Bitcoin, the online currency system, is no longer the domain of cutting-edge computer geeks. It’s become mainstream news, with the boom and bust in Bitcoin prices making major headlines this year.

Underlying Bitcoin is something even more obscure, more controversial, and potentially far more important: blockchain. Some say blockchain will supplant current systems of law and government, while others dismiss it as a passing fad. But most of us are still struggling to understand what it even is.

“It's basically a kind of database technology,” said Kevin Werbach, a professor of legal studies and business ethics at the University of Pennsylvania's Wharton School. “Only there's not one entity that controls the database. It's decentralized so every node that's connected to the network can have its own copy of the ledger.”

Werbach is the author of "The Blockchain and the New Architecture of Trust," a book that he said is the result of going down the rabbit hole that is blockchain.

The original idea behind Bitcoin, Werbach said, was to create a system for financial transactions without relying on trust.
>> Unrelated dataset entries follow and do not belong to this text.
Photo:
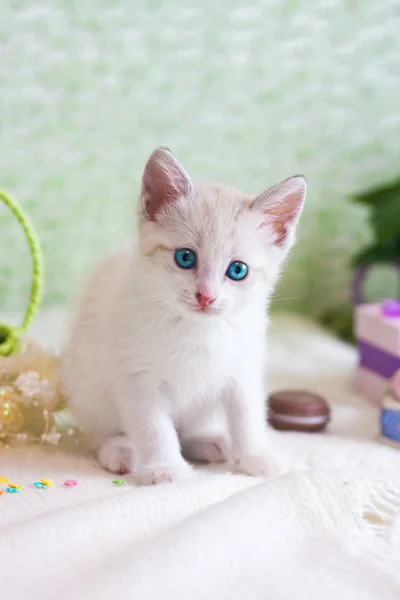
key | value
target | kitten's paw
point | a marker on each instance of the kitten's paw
(209, 450)
(155, 474)
(115, 455)
(258, 465)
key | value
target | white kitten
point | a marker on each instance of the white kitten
(167, 351)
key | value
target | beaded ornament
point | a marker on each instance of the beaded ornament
(30, 398)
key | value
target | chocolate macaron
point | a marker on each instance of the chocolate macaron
(298, 410)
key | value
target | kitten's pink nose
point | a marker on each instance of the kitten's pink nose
(204, 301)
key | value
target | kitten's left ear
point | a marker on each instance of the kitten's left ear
(281, 206)
(164, 182)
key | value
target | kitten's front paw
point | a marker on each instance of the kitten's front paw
(258, 465)
(155, 474)
(115, 455)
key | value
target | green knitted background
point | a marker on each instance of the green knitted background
(246, 93)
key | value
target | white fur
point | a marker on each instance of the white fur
(149, 377)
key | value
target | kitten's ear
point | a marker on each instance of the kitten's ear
(281, 206)
(164, 181)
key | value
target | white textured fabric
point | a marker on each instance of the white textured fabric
(328, 528)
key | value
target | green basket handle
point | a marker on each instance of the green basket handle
(10, 336)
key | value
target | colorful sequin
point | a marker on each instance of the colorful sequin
(47, 482)
(70, 482)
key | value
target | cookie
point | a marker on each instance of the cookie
(298, 410)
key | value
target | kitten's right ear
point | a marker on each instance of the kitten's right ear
(164, 182)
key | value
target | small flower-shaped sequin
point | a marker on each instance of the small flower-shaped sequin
(70, 482)
(47, 482)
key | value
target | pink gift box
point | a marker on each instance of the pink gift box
(377, 330)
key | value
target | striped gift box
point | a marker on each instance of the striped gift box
(377, 330)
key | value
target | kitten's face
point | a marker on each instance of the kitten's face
(209, 249)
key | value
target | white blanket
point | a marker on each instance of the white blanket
(329, 528)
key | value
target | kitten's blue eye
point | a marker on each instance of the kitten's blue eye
(185, 258)
(237, 271)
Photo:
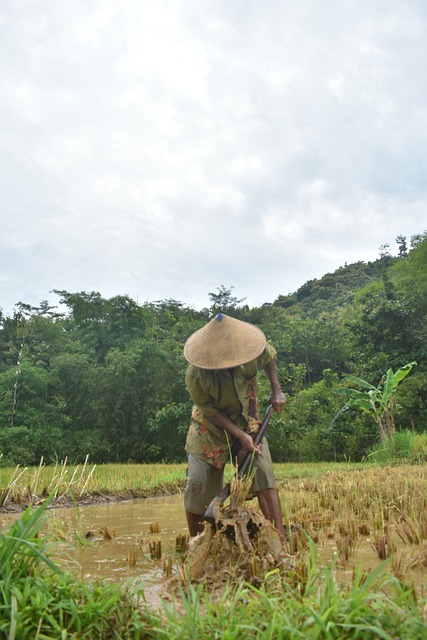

“What I say in the book is no, that's actually wrong, that's not what has been created,” he said. “What has been created is a system that doesn't require trust for the basic integrity of the transactions.”

There is still trust involved, but it has shifted away from large banks and financial institutions.

“You don't have to trust any central actor,” he said. “You can just look at the technical systems, which have mathematical verification of their integrity, and be confident that the transaction actually occurred in the way that the network says it did.”

Still, when something goes wrong, the system needs laws to back it up.

“So really what's necessary for this whole blockchain and cryptocurrency phenomenon to mature and really take hold is integration with the systems in the world that produce that kind of deep trust, which are law, regulation and governance,” Werbach said. “And that's absolutely ironic because those are the things that many of the early proponents of these cryptocurrencies thought they were running away from.”

Does everyone need to understand exactly how blockchain works for it to become used widely? Werbach says no.

“If it succeeds, it disappears,” he said. “It becomes invisible. Because most people don't understand how the internet works … yet people use it all the time.”

If blockchain becomes widely used, it will be because people find that it provides a way to exchange money globally without the difficulties of using intermediaries, Werbach said.